Today we are going to take a look at using joins within a search. For long time readers of this blog, you may recall we covered joins when working with multiple events in rules. The good news is that many of the concepts in rules apply to search, so for some of you, this may be a snap. For those less familiar with this concept, that’s alright, we are going to dive in and look at building a search using a join.
Currently, there are a few different datasets that can be joined within search. We can join events to the entity graph and of course we can join events to a data table. This blog will focus on joining a subset of events to another subset of events.
Now, you might be thinking, I can build a search with OR operators and get a set of rows and filter the results and review. Why do I need a join? A join will return events that have a relationship to one another based on one or more common values.
Let’s use successful and failed login events as the basis for our example today. We are going to use Microsoft login events, specifically event codes 4624 and 4625. For those not familiar with these event codes, 4624 denotes a successful login and 4625 is a failed login. We are going to build a search that helps inform us of the number of successful and failed login events our users have had and their association to one another.
Building Searches for Each Subset of Events
Before we start building our query with a join, a process that I’ve found to be useful is to take the elements of each section of the query and build them separate from one another and then bring the components together. That way you have the tabular view of each subset of data readily available to review.
Our initial search for the failed login events is below. To summarize, we want Microsoft user login events that have a failed login event of 4625. These events will have an security_result.action value of block. The intermediary.hostname is where the parser is storing the hostname of the system that is being authenticated to. For our example, we only want to include the hostnames that are part of the stackedpads.local domain.
metadata.event_type = "USER_LOGIN"
metadata.vendor_name = "Microsoft"
security_result.action = "BLOCK"
metadata.product_event_type = "4625"
intermediary.hostname = /stackedpads\.local$/

Here we can see that during the search window, we have 336 failed login events. The field target.user.userid displays the users who were attempting to login to the system in the intermediary.hostname field and the principal.hostname is the system the login attempt originated from.
For successful logins, we are performing a very similar search but this time we are searching for the Windows event code of 4624 and an action of allow, which denotes a successful login.
metadata.event_type = "USER_LOGIN"
metadata.vendor_name = "Microsoft"
security_result.action = "ALLOW"
metadata.product_event_type = "4624"
intermediary.hostname = /stackedpads\.local$/

Not surprisingly, we see fewer successful logins in our result set. Now, we could easily combine these two searches with an OR operator and try to find data of interest. Instead, we are going to bring these two subsets of data together with a join.
Before we start joining data, I have a quick confession. I added some additional logic to my initial searches that excluded SYSTEM users as well as accounts that end with $. These don’t materially change what we are doing, they just make the data set a little smaller.

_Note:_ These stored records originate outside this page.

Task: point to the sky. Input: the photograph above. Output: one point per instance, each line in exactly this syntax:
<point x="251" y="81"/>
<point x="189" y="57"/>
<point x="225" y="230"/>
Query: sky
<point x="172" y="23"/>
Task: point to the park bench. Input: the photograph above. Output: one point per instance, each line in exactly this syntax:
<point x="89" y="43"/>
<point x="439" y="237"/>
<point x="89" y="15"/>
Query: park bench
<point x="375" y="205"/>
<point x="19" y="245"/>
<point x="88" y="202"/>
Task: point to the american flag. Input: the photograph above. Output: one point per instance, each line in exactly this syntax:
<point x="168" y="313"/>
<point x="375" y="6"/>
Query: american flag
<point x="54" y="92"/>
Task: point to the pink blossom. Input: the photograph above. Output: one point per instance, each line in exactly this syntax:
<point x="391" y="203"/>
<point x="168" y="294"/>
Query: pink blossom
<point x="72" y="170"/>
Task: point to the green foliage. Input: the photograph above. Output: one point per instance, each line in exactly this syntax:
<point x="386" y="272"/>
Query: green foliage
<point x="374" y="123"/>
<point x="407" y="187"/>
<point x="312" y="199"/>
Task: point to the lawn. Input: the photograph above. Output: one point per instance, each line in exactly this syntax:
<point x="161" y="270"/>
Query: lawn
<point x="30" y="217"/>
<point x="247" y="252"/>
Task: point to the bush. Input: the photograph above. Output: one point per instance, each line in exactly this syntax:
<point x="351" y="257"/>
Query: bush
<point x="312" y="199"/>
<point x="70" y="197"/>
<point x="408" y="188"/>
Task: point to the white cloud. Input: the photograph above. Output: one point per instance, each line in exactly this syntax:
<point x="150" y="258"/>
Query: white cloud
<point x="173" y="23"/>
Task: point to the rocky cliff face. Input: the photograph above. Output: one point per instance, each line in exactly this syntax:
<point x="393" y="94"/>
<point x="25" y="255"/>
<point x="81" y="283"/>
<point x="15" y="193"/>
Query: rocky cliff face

You will likely do similar things in your environment but I wanted to mention that so that if you see these other events you aren’t wondering why you have them and I don’t.
Adding Event Variables
When we start joining data in search, we will need to add some additional logic to the query. The first thing we need to do is separate the failed login logic from the successful login logic. We can do this by prepending what is called an event variable to each. For this search, all of the logic associated with the failed logins will have $fail before each field and all logic associated with successful logins will have $success.
$fail.metadata.event_type = "USER_LOGIN"
$fail.metadata.vendor_name = "Microsoft"
$fail.security_result.action = "BLOCK"
$fail.metadata.product_event_type = "4625"
$fail.intermediary.hostname = /stackedpads\.local$/
$success.metadata.event_type = "USER_LOGIN"
$success.metadata.vendor_name = "Microsoft"
$success.security_result.action = "ALLOW"
$success.metadata.product_event_type = "4624"
$success.intermediary.hostname = /stackedpads\.local$/Creating a Join
The next step is to join these two subsets of events together. In our example, we need to join the failed and successful logins. In this case, I would like to see the relationship between the user who is trying to login and the system they are attempting to authenticate to. Those values are stored in the target.user.userid and intermediary.hostname fields. The logic for this join can occur in a few different ways.
Join Syntax Example #1
A join where the events must exist on both sides of the join is called an inner join. However, the term join or inner join is not required. We can simply have the failed field equal to the success field.
$fail.intermediary.hostname = $success.intermediary.hostname
$fail.target.user.userid = $success.target.user.userid
If you want to use the keyword join (or inner join) you can do that as well.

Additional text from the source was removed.